Early Modern Literary Studies
(EMLS)
is a peer-reviewed online journal publishing articles on all aspects of early modern literature. No registration or subscription is required, and it is available for free to anyone anywhere in the world with access to a web browser. All articles which are submitted to it undergo double-blind peer review, but those which are successful are usually published within less than a year of submission: a process much faster than comparable print journals. Since its foundation in 1994 EMLS has published over a hundred and fifty scholarly articles, and over two hundred and fifty reviews of books, films, plays, and multimedia products. In a typical week, its servers appear to record around 6,000 different readers in perhaps eighty different countries.
But although it is a veteran in terms of the internet, it is still a newcomer in a relatively slow-moving field where many of its rival print journals have pedigrees going back over a century. This paper reviews the progress of the journal since its foundation in 1995, and asks how a project like this one should be preparing for a long-term future.

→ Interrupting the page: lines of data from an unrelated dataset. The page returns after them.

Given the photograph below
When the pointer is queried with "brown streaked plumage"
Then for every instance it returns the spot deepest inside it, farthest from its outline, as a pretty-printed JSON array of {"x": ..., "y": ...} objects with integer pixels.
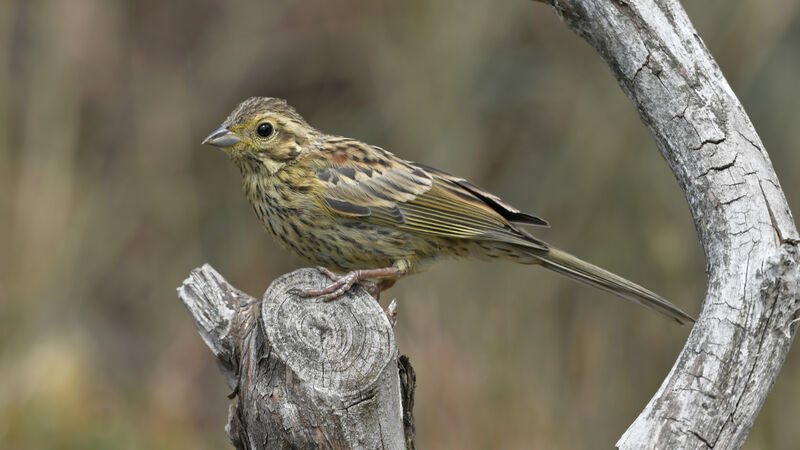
[{"x": 357, "y": 209}]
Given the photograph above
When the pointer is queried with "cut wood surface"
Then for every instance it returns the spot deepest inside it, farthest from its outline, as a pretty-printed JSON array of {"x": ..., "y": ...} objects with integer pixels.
[{"x": 305, "y": 374}]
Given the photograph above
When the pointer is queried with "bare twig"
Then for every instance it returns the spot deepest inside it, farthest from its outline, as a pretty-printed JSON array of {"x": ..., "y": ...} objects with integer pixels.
[{"x": 733, "y": 355}]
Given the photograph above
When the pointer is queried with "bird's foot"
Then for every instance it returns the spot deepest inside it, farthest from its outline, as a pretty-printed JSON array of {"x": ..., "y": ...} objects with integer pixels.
[{"x": 343, "y": 283}]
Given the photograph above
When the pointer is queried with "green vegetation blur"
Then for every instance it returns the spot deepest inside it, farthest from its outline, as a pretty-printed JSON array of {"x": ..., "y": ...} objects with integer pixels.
[{"x": 108, "y": 200}]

The most obvious forms of this problem relate to questions of formatting and archiving. This paper will describe EMLS's involvement with different forms of archiving system including the National Library of Canada and the Stanford University LOCKSS project
, a project to create multiple caches of the journal's contents at research libraries around the world. The paper will also review EMLS's policies around file formats, principally proprietary formats, HTML, and XML, and problems around revision policies.
But equally important to the journal's long-term future are the systems for determining its current success or otherwise. In particular, methods for determining the success of a commercial website typically include raw number of hits recorded; revenue generated through subscriptions and advertizing; and sales resulting directly or indirectly from the site. Methods for determining the success of an academic journal typically include print run; citation of articles in it elsewhere; and peer recognition among leading experts in the field. By which of these sets of standards should an academic website seek to measure its success? Or must a new set of standards be developed to describe this activity? This paper details the results of research into
EMLS's readership statistics (raw statistics online at
http://www.shu.ac.uk/emls/stats/), addressing the question of what can and can't be deduced from them, before moving on to a consideration of other forms of esteem factor in terms of their effect in an institutional context.
If scholarly electronic publishing is to have a long-term future, it needs to be able to sustain publications over a scale of decades rather than merely years. This paper will conclude with recommendations for how to achieve longevity in an electronic publication.